Çokça yazdığım üzere ‘Hayat Şarkısı’, kadının şeytani yüzünü gösteren gelişmelerle dolu bir yapıya sahip. Bir kez daha kısaca değinirsek… Hülya ile bir yandan erkek tacizinin mağduriyetine dair mesajcılık yapan dizi, bir yandan da hırslı kadınların işi nerelere vardırabileceklerine dair örneklik etmekte.

Türk aile yapısının ne denli karmaşık olduğunu yansıtan düzende Bayram Cevher deseniz şirinlik ve babacanlıkla işlerini halleden otoriter aile reisi kisvesi altında çok şey söylemekte. Süheyla da özellikle Filiz’e yaptığıyla kadın acımasızlığının mesajını çok net koydu ortaya. Hülasa, ‘Hayat Şarkısı’ tıpkı hayat gibi her telden mesajcılıkla yol almakta.

‘UMUDA KELEPÇE VURULMAZ’, GENÇLİĞE TEKMİL MESAJ

Bana göre ekranda gençliğe yönelik en mesajcı iş, ‘Umuda Kelepçe Vurulmaz’… Zira önceden de yazdığım üzere, suçlu gençlerin dünyasına farklı bir pencereden bakmakta. Fırsat tanındığında onların da yaşıtları gibi kendilerini geliştirip hayatlarını düzene sokabileceklerini örnekleme kapasitesi yüksek olan senaryonun her kesimden gençle yol almasıysa gençliğe topyekûn mesaj vermek adına hayli mantıklı bir yaklaşım. Bunun dışında iyilikle kötülüğü derin hatlarla ayırmaması; kötülerin içinde de iyi bir taraf bulunabileceğini, her kötülüğün arka planına inilmesi gerektiğini işaret etmesi de dizinin mesaj değerini artıran detaylar.

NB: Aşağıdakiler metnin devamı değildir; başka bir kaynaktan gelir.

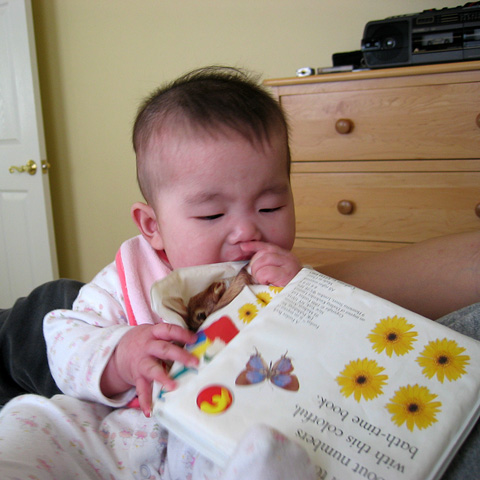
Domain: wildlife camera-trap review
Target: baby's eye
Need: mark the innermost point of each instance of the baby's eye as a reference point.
(269, 210)
(210, 217)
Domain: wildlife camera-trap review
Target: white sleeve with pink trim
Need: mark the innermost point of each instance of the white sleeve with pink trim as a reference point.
(81, 341)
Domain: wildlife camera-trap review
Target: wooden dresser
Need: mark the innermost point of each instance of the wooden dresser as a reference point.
(382, 158)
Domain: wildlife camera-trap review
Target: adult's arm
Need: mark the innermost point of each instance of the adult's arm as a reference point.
(432, 278)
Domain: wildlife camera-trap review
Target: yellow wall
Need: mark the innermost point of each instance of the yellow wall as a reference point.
(98, 59)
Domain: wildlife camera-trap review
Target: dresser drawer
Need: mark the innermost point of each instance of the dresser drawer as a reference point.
(386, 207)
(421, 122)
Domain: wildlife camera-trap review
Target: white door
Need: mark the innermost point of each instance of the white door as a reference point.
(27, 247)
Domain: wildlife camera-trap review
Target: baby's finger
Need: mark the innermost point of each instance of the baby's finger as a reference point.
(175, 333)
(144, 393)
(170, 352)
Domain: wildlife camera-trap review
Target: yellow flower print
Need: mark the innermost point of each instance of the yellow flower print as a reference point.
(443, 358)
(275, 289)
(248, 312)
(263, 299)
(414, 406)
(362, 378)
(392, 335)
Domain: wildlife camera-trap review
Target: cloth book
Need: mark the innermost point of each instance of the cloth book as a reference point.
(368, 388)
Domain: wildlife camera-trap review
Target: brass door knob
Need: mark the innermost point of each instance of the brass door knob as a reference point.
(345, 207)
(344, 126)
(30, 167)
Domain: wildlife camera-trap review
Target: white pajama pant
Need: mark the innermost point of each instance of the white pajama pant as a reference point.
(64, 438)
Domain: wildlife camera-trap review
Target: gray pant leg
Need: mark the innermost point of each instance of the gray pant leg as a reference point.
(23, 355)
(466, 464)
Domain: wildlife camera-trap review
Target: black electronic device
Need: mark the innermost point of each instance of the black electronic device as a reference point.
(432, 36)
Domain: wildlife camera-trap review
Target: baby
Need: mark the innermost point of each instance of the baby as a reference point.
(213, 165)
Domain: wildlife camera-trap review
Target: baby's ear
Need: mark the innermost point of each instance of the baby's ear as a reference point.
(144, 217)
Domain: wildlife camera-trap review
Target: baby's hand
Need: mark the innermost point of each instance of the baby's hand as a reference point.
(142, 356)
(271, 264)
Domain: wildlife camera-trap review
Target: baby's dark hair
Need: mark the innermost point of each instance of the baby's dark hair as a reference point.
(208, 99)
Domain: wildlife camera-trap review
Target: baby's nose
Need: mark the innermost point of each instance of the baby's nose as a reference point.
(245, 231)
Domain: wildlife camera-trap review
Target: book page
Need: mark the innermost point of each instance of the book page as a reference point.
(368, 388)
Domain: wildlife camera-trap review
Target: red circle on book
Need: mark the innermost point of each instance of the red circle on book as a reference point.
(214, 399)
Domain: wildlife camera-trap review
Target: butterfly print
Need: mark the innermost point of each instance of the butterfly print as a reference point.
(257, 370)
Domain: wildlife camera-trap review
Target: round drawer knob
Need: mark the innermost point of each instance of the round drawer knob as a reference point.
(344, 125)
(346, 207)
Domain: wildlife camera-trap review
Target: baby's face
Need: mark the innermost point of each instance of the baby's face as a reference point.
(218, 193)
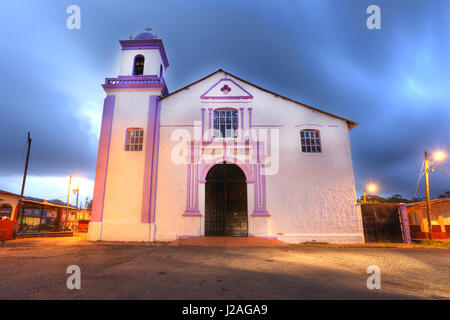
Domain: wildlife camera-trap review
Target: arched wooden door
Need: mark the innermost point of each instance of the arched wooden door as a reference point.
(226, 201)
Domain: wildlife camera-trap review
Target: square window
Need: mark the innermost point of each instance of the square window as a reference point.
(134, 139)
(310, 141)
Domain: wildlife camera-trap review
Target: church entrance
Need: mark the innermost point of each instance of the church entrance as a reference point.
(226, 201)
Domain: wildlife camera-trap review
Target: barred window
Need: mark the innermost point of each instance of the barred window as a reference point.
(135, 139)
(225, 123)
(310, 141)
(5, 212)
(138, 68)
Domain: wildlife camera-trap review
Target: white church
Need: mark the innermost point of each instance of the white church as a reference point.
(219, 157)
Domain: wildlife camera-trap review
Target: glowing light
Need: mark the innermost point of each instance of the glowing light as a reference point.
(371, 187)
(439, 155)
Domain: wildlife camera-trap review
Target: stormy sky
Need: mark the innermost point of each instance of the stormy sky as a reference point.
(394, 82)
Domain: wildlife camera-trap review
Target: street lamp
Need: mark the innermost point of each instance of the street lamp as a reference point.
(372, 188)
(437, 156)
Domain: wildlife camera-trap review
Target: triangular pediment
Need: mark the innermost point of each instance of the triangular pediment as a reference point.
(226, 88)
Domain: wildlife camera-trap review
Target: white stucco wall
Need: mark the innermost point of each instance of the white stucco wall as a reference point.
(152, 61)
(312, 196)
(122, 208)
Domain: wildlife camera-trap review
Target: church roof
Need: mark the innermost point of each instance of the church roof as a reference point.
(351, 124)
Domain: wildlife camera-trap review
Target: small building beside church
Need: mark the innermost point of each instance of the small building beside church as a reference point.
(218, 157)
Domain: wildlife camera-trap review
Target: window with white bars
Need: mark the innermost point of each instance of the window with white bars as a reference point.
(135, 139)
(310, 141)
(225, 123)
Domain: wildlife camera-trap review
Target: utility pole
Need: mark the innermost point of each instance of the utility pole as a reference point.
(17, 218)
(76, 206)
(427, 186)
(67, 207)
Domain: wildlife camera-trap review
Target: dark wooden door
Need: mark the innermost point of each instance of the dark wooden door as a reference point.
(381, 222)
(226, 202)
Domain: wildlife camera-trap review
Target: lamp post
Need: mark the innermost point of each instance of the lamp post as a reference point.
(439, 155)
(371, 187)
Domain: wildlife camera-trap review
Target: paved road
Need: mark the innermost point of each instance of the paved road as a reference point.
(36, 269)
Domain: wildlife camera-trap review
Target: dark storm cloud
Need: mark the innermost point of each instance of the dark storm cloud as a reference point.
(393, 81)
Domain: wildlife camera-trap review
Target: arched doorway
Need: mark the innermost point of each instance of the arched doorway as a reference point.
(226, 201)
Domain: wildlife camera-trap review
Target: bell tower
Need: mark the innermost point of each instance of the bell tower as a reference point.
(125, 181)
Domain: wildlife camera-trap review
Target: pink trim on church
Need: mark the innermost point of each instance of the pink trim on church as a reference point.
(102, 158)
(151, 161)
(248, 96)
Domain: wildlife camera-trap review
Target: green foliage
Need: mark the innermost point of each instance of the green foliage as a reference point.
(445, 195)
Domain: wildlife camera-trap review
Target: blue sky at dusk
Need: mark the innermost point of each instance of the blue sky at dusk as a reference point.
(395, 82)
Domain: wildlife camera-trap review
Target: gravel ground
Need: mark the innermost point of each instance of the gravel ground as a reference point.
(36, 269)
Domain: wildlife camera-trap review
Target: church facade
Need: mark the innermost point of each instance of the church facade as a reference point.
(219, 157)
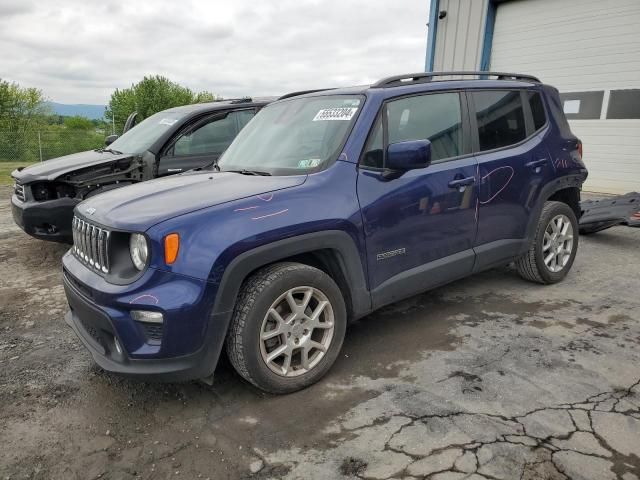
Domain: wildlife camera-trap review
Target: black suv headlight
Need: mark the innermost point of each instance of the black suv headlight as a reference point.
(139, 250)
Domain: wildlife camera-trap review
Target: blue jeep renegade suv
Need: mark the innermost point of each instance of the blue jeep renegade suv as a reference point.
(327, 206)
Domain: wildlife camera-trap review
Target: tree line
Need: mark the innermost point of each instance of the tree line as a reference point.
(27, 123)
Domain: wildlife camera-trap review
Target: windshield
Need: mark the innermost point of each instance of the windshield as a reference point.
(292, 137)
(143, 135)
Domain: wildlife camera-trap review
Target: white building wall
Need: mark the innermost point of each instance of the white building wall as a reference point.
(581, 45)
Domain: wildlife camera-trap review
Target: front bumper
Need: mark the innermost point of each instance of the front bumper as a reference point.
(49, 220)
(99, 313)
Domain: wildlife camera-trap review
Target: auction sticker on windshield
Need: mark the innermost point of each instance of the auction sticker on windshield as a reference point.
(338, 113)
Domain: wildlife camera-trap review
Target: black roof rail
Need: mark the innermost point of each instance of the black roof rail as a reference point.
(302, 92)
(428, 76)
(233, 101)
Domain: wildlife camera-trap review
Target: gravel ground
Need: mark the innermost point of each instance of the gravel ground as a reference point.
(489, 377)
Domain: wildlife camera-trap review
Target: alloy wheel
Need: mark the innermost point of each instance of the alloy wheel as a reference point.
(296, 331)
(557, 244)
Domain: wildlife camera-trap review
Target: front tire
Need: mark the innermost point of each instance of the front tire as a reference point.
(287, 328)
(553, 249)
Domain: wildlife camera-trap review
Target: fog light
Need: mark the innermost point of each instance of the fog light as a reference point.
(117, 345)
(147, 316)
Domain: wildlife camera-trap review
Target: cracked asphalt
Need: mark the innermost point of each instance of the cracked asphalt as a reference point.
(490, 377)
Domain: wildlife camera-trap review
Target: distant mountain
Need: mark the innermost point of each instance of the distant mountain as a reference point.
(89, 111)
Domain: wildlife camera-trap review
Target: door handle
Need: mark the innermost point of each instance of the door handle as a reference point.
(536, 163)
(462, 182)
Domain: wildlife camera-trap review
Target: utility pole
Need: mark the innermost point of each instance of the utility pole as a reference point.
(40, 145)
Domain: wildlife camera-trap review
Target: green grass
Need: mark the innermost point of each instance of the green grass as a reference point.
(6, 168)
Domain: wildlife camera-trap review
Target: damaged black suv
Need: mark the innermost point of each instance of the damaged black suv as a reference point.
(172, 141)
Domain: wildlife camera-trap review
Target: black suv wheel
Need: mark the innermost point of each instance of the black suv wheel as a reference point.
(287, 327)
(554, 246)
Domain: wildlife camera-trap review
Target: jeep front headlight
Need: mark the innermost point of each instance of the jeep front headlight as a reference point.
(139, 250)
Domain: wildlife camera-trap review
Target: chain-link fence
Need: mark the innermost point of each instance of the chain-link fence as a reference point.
(33, 146)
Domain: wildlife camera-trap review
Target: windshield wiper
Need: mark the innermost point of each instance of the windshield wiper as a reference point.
(213, 165)
(108, 150)
(250, 172)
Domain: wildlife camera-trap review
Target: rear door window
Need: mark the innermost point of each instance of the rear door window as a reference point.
(499, 117)
(435, 117)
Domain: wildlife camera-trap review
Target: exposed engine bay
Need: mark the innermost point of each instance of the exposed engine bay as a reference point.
(87, 181)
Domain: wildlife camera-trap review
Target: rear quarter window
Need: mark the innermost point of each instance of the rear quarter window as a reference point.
(499, 118)
(537, 110)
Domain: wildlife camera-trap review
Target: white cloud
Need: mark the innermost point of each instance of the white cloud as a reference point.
(79, 51)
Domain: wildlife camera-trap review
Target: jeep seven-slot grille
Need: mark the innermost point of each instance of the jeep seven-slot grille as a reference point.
(91, 244)
(19, 191)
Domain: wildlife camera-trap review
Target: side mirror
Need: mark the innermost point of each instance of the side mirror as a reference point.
(109, 140)
(409, 155)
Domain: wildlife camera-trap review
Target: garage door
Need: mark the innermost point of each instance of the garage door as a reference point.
(590, 51)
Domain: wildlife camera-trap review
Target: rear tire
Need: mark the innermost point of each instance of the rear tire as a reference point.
(287, 328)
(554, 246)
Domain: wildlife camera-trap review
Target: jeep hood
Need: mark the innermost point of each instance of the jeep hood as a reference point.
(52, 169)
(140, 206)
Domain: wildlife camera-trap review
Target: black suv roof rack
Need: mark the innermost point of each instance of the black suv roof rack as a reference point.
(233, 101)
(302, 92)
(397, 80)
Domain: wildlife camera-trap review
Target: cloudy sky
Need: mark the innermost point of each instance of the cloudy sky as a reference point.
(79, 51)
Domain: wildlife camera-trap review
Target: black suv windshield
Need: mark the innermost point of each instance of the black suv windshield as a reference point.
(294, 136)
(143, 135)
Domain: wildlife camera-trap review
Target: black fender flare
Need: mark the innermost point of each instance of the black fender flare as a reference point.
(339, 241)
(247, 262)
(546, 192)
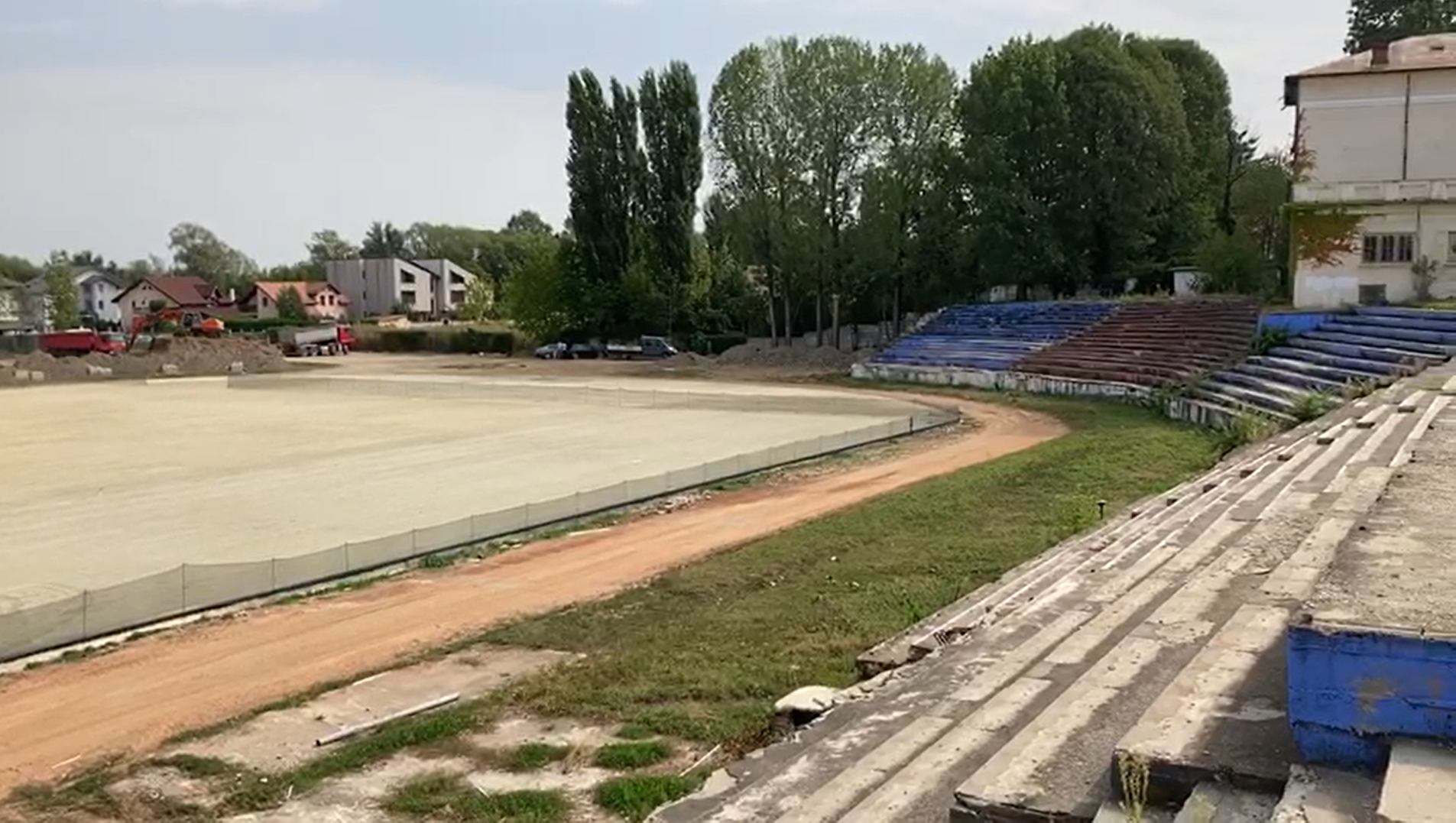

MESAJLAR İÇİNDE MESAJ BEĞENMEK

İzleyici, diziler ve mesajlar… Kişisel gelişimin eksik kaldığı, televizyonun yegâne eğlence aracı olduğu yerlerde iç içe geçmişlikleri artan bu üçlünün üstüne daha çok yazıp konuşacağız. Zira ‘Bir gazete; yalnız haberleri olduğu gibi veren bir şey değildir. Onun amacı insanları düşündürerek, kızdırarak o konuda bir şey yapmaya özendirmelidir’ diyen Mark Twain’den günümüze, medya ve kurgu dünyası çok gelişme göstermiş olsa dahi içeriklerindeki mesajcılık özelliği her daim baki kalmıştır, kalacaktır.

Neticede; Dizilerdeki mesajcılık ayrıntıları bu sıraladıklarımızla sınırlı değil kuşkusuz. ‘Muhteşem Yüzyıl-Kösem’ ve ‘Diriliş Ertuğrul’ dizileriyle tarihten farklı yorumlar sunup kendi bakış açılarında mesajcılıklarını geliştiren… ‘Kertenkele-Yeniden Doğuş’ ile süper karakterlerin aksiyonundan komedi yaratıp vatanseverlik üstüne mesajlar çıkartan… ‘Cesur ve Güzel’ sayesinde güçlü ailelerin bir kasabayı, yönetiminden vatandaşına, nasıl baskılayabileceğini gösteren… ‘Aşk ve Mavi’ ile halı dokumacılarının emeğine arka çıkan… ‘Seviyor Sevmiyor’da, sevgiyi gerçekten hak edenlerin hep acı çektiğinin altını çizen… ‘Bodrum Masalı’yla tatil dönüşü çocuklarınızı gittiğiniz yerde bırakıyor musunuz? Köpeğinizi de bırakmayın diyen… ‘Paramparça’da zenginliğin mutluluk getirmediğini her açıdan sergileyen… ‘Kırgın Çiçekler’de istenmeyen kızların aile dramlarıyla kadın-koca-evlat-taciz denklemini sorgulatan… ‘Bana Sevmeyi Anlat’, ‘Gülümse Yeter’, ‘Kara Sevda’ ve ‘Kiralık Aşk’ gibi yapımlarla aile bireylerinin attığı kazıklara yoğunlaşan… ‘Eşkıya Dünyaya Hükümdar Olmaz’ ve ‘İçerde’yle sempatik mafya âlemi yaratarak kabadayılığı parlatan… Ve ‘Arka Sokaklar’la vermedik mesaj bırakmayan ekranlarda mesajlar içinden mesaj beğen durumu hâkim.

Bu mesaj cümbüşünde isteyen, istediği yerden anlayıp yorumlamakta serbest haliyle… Lakin ‘binmişiz bir alamete’ misali yol alınırken sapla samanın birbirine karıştığı, yapıcı değil yıkıcı ve baskıcı türden sosyal medya mesajcılığının giderek yaygınlaştığı günümüzde, insanların kendilerine sunulan mesajlara en akılcı biçimde yaklaşmaları da temennimiz!